ARTIFICIAL INTELLIGENCE
► We're Building Computers Wrong (21:41)
With neural networks becoming bigger and bigger and demanding more and more energy to work, we might be approaching the limit of digital computers for AI. One possible alternative to digital computers are analog computers and Veritasium explains briefly how they work and how they can compete with energy-hungry digital computers in AI tasks.
► Is OpenAI’s AI As Smart As A University Student? (9:29)
Researchers from OpenAI released a paper describing how one of their AI was trained to solve math problems. A couple of months later, researchers from MIT published their university math problem-solving AI. Károly Zsolnai-Fehér from One Minute Papers takes a closer look at those AIs and explains how they achieved such results.
Researchers Build Neural Networks With Actual Neurons
Everything in current-day AI research is based on artificial neural networks. But what would happen if we use biological neural networks? This is what Cortical Labs are doing. They are growing living neurons and connect them to electronic devices to perform calculations. Their recently published paper describes their attempts in creating synthetic biological intelligence.
ROBOTICS
► How Armed Drones Disrupt Modern Warfare (14:52)
This video examines the usage of drones in the 2020 conflict between Azerbaijan and Armenia. For the first time, the world got to see a national army bring a fleet of armed drones to the battlefield. And the impact those drones have made was huge.
Too much bonding with robot workers can hurt teams
I've shared in many previous issues research praising the benefits of human-robot cooperation. The research described in this article looked at the negative repercussions for team relationships and performance and found that the emotional bonds people develop with robots in their work environments can be detrimental if workers become more attached to the robot than their colleagues.

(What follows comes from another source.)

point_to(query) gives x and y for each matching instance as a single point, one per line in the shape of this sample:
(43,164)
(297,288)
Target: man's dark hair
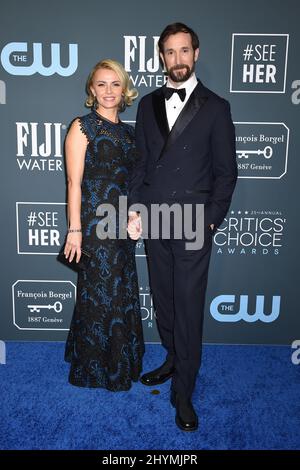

Engineers create insect-inspired robots that can monitor hard-to-reach spots
Researchers have created tiny bug-inspired robots that can carry out tasks in hard-to-reach spaces and inhospitable environments. By cleverly combining the robot's geometry with the right materials, researchers were able to create small and fast-acting artificial muscles that could allow it to move or manipulate objects.
BIOTECHNOLOGY
Messenger RNA Therapies Are Finally Fulfilling Their Promise
Drew Weissman, one of the creators of mRNA vaccines, writes how in those 17 years since he helped create them, mRNA vaccines went from proof of concept to humanity's main defence against Covid-19 and how they can help create vaccines targeting cancers, food and environmental allergies, and autoimmune diseases.
Sonic advance: How sound waves could help regrow bones
Researchers have used sound waves to turn stem cells into bone cells, in a tissue engineering advance that could one day help patients regrow bone lost to cancer or degenerative disease.